I thought JPow was pretty clear that there would be a few 0.50 rate hikes followed by 0.25 ones. 0.75 is off the table, unless something crazy happens.
Sure, 2Y bond yields went down ~0.15% as a result, but we probably have to wait a few days to see if this is the start of a trend. And if it seems like it is one… they’ll just send Bullard out again, spitting fire and brimstone.
As long as the Fed stays this course they had laid out before, the markets should stay somewhat depressed. So there doesn’t seem to be a reason to double down on the negative rhetoric, especially if they don’t mean to follow through with it.
The Fed realized a while back that they could adjust financial situations using their words as much as by their actions. Hence, the good-cop bad-copping routine with words as much as they are tweaking the interest rates.

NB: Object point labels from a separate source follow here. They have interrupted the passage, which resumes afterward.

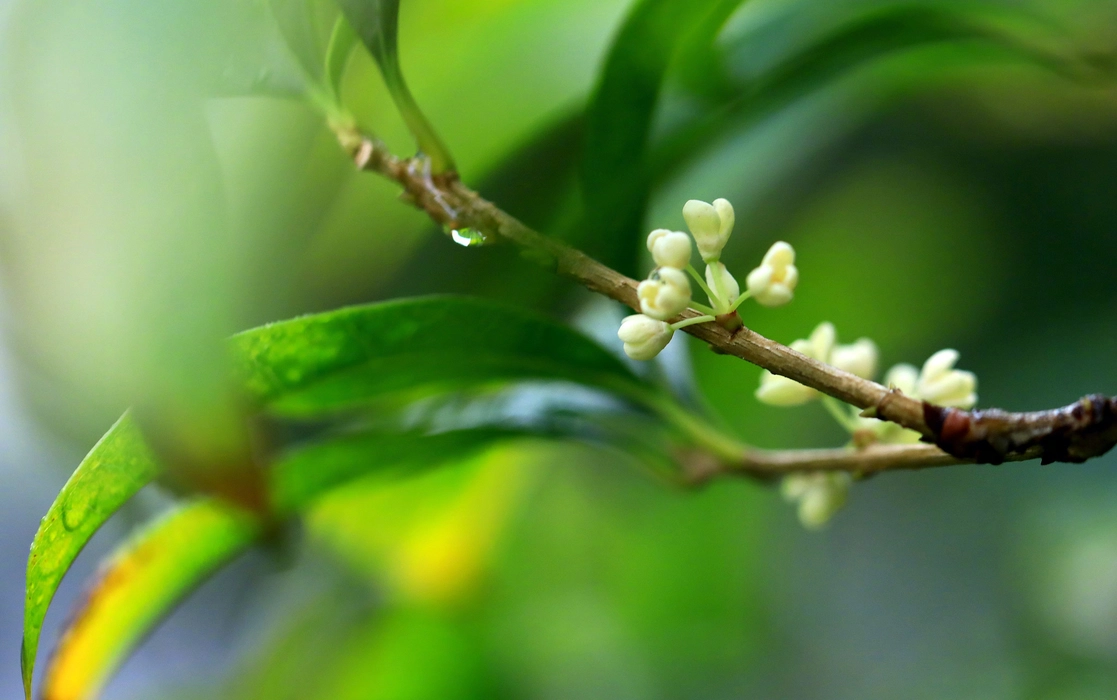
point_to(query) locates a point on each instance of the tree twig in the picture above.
(1073, 433)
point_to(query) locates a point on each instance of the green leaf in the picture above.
(342, 42)
(812, 64)
(376, 24)
(143, 579)
(307, 472)
(340, 360)
(117, 467)
(614, 175)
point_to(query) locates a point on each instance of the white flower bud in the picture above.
(773, 283)
(820, 495)
(858, 357)
(723, 285)
(665, 294)
(669, 248)
(904, 377)
(942, 384)
(643, 337)
(710, 224)
(780, 391)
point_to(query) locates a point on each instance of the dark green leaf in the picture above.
(117, 467)
(614, 175)
(328, 362)
(376, 24)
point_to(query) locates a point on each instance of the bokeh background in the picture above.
(947, 194)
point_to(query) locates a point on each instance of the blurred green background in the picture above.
(944, 193)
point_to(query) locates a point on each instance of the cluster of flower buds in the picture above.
(666, 293)
(819, 495)
(858, 357)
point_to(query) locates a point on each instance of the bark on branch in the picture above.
(1075, 433)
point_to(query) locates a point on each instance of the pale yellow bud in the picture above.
(858, 357)
(774, 281)
(710, 224)
(669, 248)
(643, 337)
(665, 294)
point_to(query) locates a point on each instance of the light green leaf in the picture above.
(141, 583)
(376, 24)
(340, 360)
(117, 467)
(307, 472)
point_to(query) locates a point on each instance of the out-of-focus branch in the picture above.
(1073, 433)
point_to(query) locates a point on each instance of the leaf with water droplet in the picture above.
(117, 467)
(137, 585)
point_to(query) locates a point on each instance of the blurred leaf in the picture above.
(307, 472)
(339, 360)
(341, 47)
(619, 118)
(376, 22)
(808, 65)
(140, 584)
(117, 467)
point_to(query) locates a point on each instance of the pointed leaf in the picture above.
(117, 467)
(307, 472)
(376, 24)
(141, 583)
(344, 358)
(614, 176)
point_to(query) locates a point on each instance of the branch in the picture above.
(1073, 433)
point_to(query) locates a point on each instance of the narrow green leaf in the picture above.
(342, 42)
(614, 175)
(307, 472)
(376, 24)
(344, 358)
(137, 585)
(117, 467)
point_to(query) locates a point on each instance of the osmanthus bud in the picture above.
(710, 224)
(780, 391)
(858, 357)
(723, 285)
(942, 384)
(669, 248)
(643, 337)
(665, 294)
(773, 283)
(819, 495)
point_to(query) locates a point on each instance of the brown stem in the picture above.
(1075, 433)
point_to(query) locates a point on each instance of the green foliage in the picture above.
(376, 24)
(139, 584)
(116, 468)
(342, 360)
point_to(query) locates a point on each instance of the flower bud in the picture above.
(904, 377)
(643, 337)
(669, 248)
(723, 285)
(665, 294)
(773, 283)
(942, 384)
(710, 224)
(858, 357)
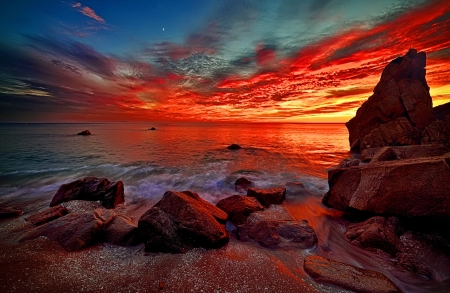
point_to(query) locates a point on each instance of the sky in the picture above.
(210, 60)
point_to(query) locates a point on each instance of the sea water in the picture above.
(35, 159)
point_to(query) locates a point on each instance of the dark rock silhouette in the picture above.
(108, 193)
(84, 132)
(268, 196)
(328, 271)
(239, 208)
(48, 215)
(234, 147)
(181, 221)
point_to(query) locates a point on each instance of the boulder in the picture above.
(401, 98)
(408, 188)
(275, 234)
(242, 184)
(268, 196)
(9, 212)
(84, 132)
(47, 215)
(328, 271)
(110, 194)
(234, 147)
(408, 152)
(181, 221)
(239, 208)
(376, 233)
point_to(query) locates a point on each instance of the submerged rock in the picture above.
(84, 132)
(47, 215)
(328, 271)
(234, 147)
(181, 221)
(409, 188)
(268, 196)
(108, 193)
(376, 233)
(242, 184)
(9, 212)
(239, 208)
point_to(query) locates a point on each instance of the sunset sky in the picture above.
(221, 60)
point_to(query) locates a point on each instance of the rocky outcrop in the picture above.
(47, 215)
(275, 234)
(242, 184)
(268, 196)
(328, 271)
(110, 194)
(239, 208)
(9, 212)
(84, 132)
(181, 221)
(234, 147)
(376, 233)
(408, 188)
(400, 111)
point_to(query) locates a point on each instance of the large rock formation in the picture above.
(416, 187)
(108, 193)
(181, 221)
(331, 272)
(400, 110)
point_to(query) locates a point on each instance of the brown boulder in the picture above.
(9, 213)
(47, 215)
(181, 221)
(239, 208)
(376, 233)
(274, 234)
(402, 92)
(108, 193)
(268, 196)
(410, 188)
(331, 272)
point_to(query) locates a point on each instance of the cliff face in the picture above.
(401, 109)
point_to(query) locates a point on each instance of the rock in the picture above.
(331, 272)
(296, 189)
(9, 213)
(275, 234)
(242, 184)
(268, 196)
(376, 233)
(108, 193)
(121, 231)
(234, 147)
(181, 221)
(410, 263)
(84, 132)
(47, 215)
(401, 95)
(441, 111)
(349, 163)
(72, 232)
(239, 208)
(409, 152)
(408, 188)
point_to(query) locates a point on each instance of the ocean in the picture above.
(37, 158)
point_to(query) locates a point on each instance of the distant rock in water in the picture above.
(234, 147)
(181, 221)
(328, 271)
(9, 213)
(84, 132)
(108, 193)
(400, 112)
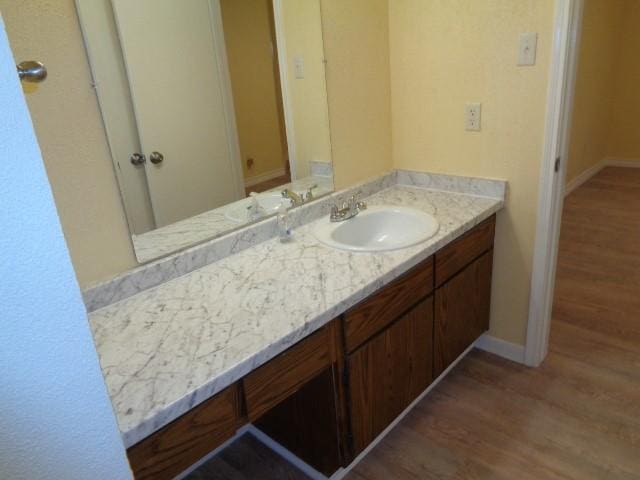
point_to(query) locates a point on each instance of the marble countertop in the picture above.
(168, 348)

They also probably don’t feel like overdoing the bad cop routine as there are perils to hiking too fast - credit markets can choke. Then we’ll have a real problem on our hands. Yields rising too fast can also cause Japanese and European investors to pile in on the carry trade, effectively nullifying the move.
What can change this in the near term is, as you note, the CPI print and perhaps the PPI print. If April CPI is about the same level or below March, the Fed can stay the course. If it is higher again, then the Fed will have to crank up the tough talk again.